Common Mistakes and How to Avoid Them

1. Storing values vs indices
Almost always store indices in the stack, not values. You can always get the value via arr[idx], but you can't get the index back from a value.

2. Off-by-one in width calculations

For Largest Rectangle:

width = right_boundary - left_boundary - 1

Where:

  • right_boundary = i (current index causing the pop)

  • left_boundary = stack[-1] after popping (or -1 if empty)

The -1 is because both boundaries are exclusive.

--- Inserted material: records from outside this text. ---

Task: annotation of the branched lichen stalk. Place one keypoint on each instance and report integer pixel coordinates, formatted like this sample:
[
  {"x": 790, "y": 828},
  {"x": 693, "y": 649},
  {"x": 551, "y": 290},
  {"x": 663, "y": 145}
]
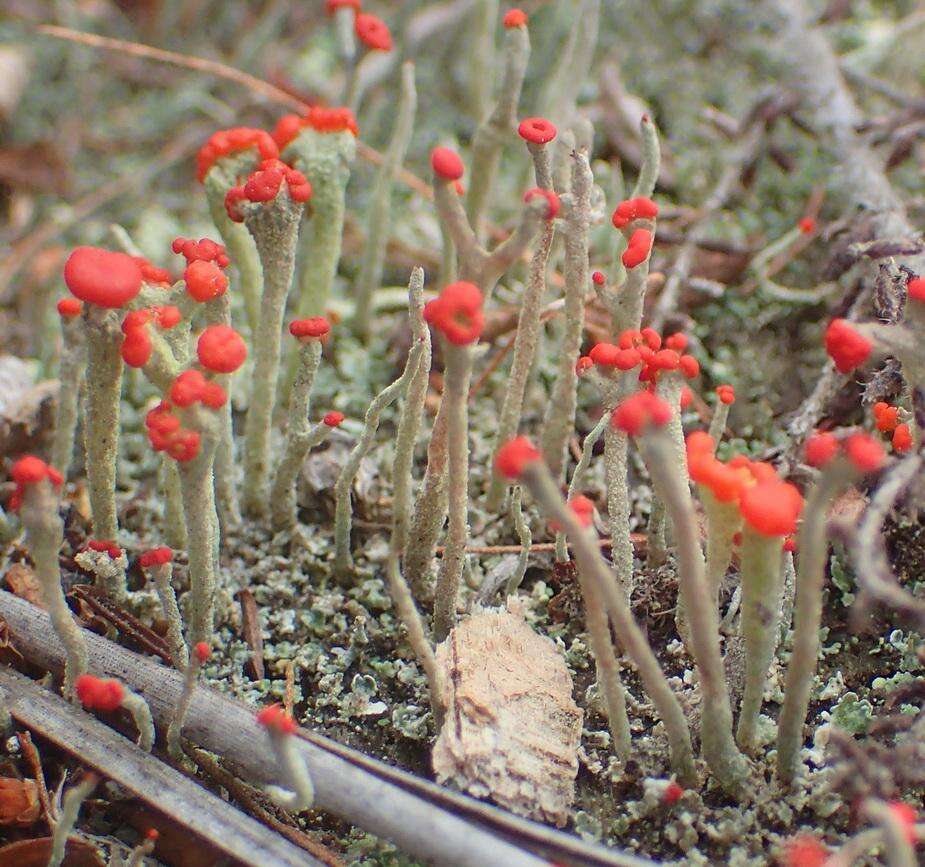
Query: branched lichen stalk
[
  {"x": 70, "y": 808},
  {"x": 719, "y": 749},
  {"x": 593, "y": 570},
  {"x": 101, "y": 417},
  {"x": 761, "y": 597},
  {"x": 325, "y": 159},
  {"x": 298, "y": 438},
  {"x": 72, "y": 367},
  {"x": 343, "y": 561},
  {"x": 380, "y": 207},
  {"x": 275, "y": 229},
  {"x": 44, "y": 536},
  {"x": 807, "y": 617},
  {"x": 496, "y": 130},
  {"x": 560, "y": 417},
  {"x": 526, "y": 337},
  {"x": 237, "y": 240},
  {"x": 578, "y": 474},
  {"x": 524, "y": 536},
  {"x": 412, "y": 412},
  {"x": 458, "y": 371}
]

3. Forgetting the sentinel

In histogram problems, the sentinel (appending 0) forces remaining elements to be processed. Without it you need an extra loop. Always add it.

4. Min/Max Stack: the <= vs < edge case

For Min Stack's auxiliary stack, push when val <= current_min (not just <). If you use strict <, duplicate minimums won't be tracked correctly.

push(3), push(3):
  Wrong (<):  min_stack=[3]   → pop once removes it, min is lost
  Correct (≤): min_stack=[3,3] → two pops needed, correct

5. Max Stack's popMax rebuild direction

When rebuilding after popMax:

while temp:
    self.push(temp.pop())  # pop from temp (LIFO) to restore order

Don't iterate forward through temp — that reverses the order.


Warm-up:

  1. LeetCode 496 — Next Greater Element I

  2. LeetCode 739 — Daily Temperatures

  3. LeetCode 20 — Valid Parentheses

Core:

4. LeetCode 503 — Next Greater Element II (circular)

5. LeetCode 901 — Online Stock Span

6. LeetCode 921 — Min Add to Make Valid

7. LeetCode 84 — Largest Rectangle in Histogram

8. LeetCode 155 — Min Stack

9. LeetCode 716 — Max Stack

Advanced:

10. LeetCode 85 — Maximal Rectangle

11. LeetCode 42 — Trapping Rain Water

12. LeetCode 1249 — Min Remove to Make String Valid

13. LeetCode 907 — Sum of Subarray Minimums


Summary

The monotonic stack is a single pass, O(n) pattern that answers "nearest greater/smaller" queries by maintaining a stack in sorted order and recording answers at pop-time.

The core loop always looks like:

for i in range(n):
    while stack and condition(arr[i], arr[stack[-1]]):
        idx = stack.pop()
        record_answer(idx, i)  # the answer for idx is i (or derived from both)
    stack.append(i)

The variation is in:

  • What condition is (greater/smaller)

  • What record_answer does (value, distance, area)

  • Whether you use a sentinel at the end

For design problems, the key insight is pairing the main stack with an auxiliary structure (second stack, or sorted map) so that min/max queries remain O(1) or O(log n) — sacrificing space to preserve time complexity.

Master this pattern and you'll handle ~15 LeetCode problems that appear regularly in FAANG interviews with the same 20 lines of code.